Blog / Running ActionCable behind Elastic Load Balancers on AWS

,
March 31, 2017

We were recently tasked with adding a feature that showed the status of a IoT device as it changed. It was important that the status page updated quickly; and given we’d recently upgraded to Rails 5, this was a prime opportunity to learn ActionCable. What follows is a post detailing how we overcame a number of challenges in getting the feature deployed.

ActionCable adapters & the misleading async

One of benefits of using ActionCable is just how easy it is to get it up and running. When we upgraded to Rails 5, we used RailsDiff to find the default settings required for ActionCable. We opted to use the postgres adapter over the default Redis adapter for our production environments to reduce the number of moving parts.

However, for dev and test environments, the default adapter is async. The adapter section on the Action Cable Overview has a very limited description of what async actually is:

The async adapter is intended for development/testing and should not be used in production.

As this was the first time we had used ActionCable, we were keen to get the most simple end-to-end implementation working in order to understand how everything interacts. The HTTP request successfully upgraded to a WebSocket connection and in our logs we could see that a client had subscribed - simple! Next thing to try out was the broadcasting, so naively we booted up a Rails console and typed…

connector = Connector.last
ConnectorStatusChannel.broadcast_to(connector, { foo: "bar" })

We were expecting to see the message show up in the browser console - it didn’t. After some investigation, we narrowed it down to the async adapter. We had two terminal tabs open; one for the rails server and another for the console. They are two separate processes, the WebSocket server runs in-app. To have cross-process broadcasting, we had to switch to a multi-threaded web server and to use the postgres adapter in development as well. After learning this, it seems to us that the async adapter is poorly named…

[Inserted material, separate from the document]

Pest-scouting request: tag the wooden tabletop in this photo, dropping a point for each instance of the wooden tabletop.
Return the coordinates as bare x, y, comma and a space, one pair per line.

Our cable.yml config ended up as follows:

#config/cable.yml

production: &default
  adapter: postgresql

uat:
  <<: *default

qa:
  <<: *default

development:
  <<: *default

test:
  adapter: async

Testing ActionCable with Capybara

ActionCable will not work without a multi-threaded web server, so we included Capybara.server = :puma in spec/rails_helper.rb. We didn’t run into many other problems with our local test environment, but CircleCI we saw an error in the page that used ActionCable:

Error during WebSocket handshake: protocol mismatch: actioncable-v1-json,actioncable-unsupported

The Capybara machines were running Ubuntu 12.04 and we found that the version of PhantomJS was 1.9.8. Version 1.x does not support WebSockets (testable with WebSocket Echo Test , so we needed to upgrade PhantomJS to 2.1.1 (the latest version). This was done with a custom CircleCI configuration and a bash script to download and cache the phantomjs executable.

Later in the project we had a scenario where multiple users were visiting the same page and we wanted to ensure that the page update was unique to each user. We created a test helper named in_session(...) so that we could visit a page, perform an action and swap between sessions to check that each user received the correct message.

Accessing current_user from Devise in the connection

We are using Devise for authentication and needed the current_user, when handling WebSocket connections. This was easy to do in the Connection class as we could access the signed in user record with env["warden"].user.

We did not want to reject an unauthorised connection, our feature was also open to guest visitors.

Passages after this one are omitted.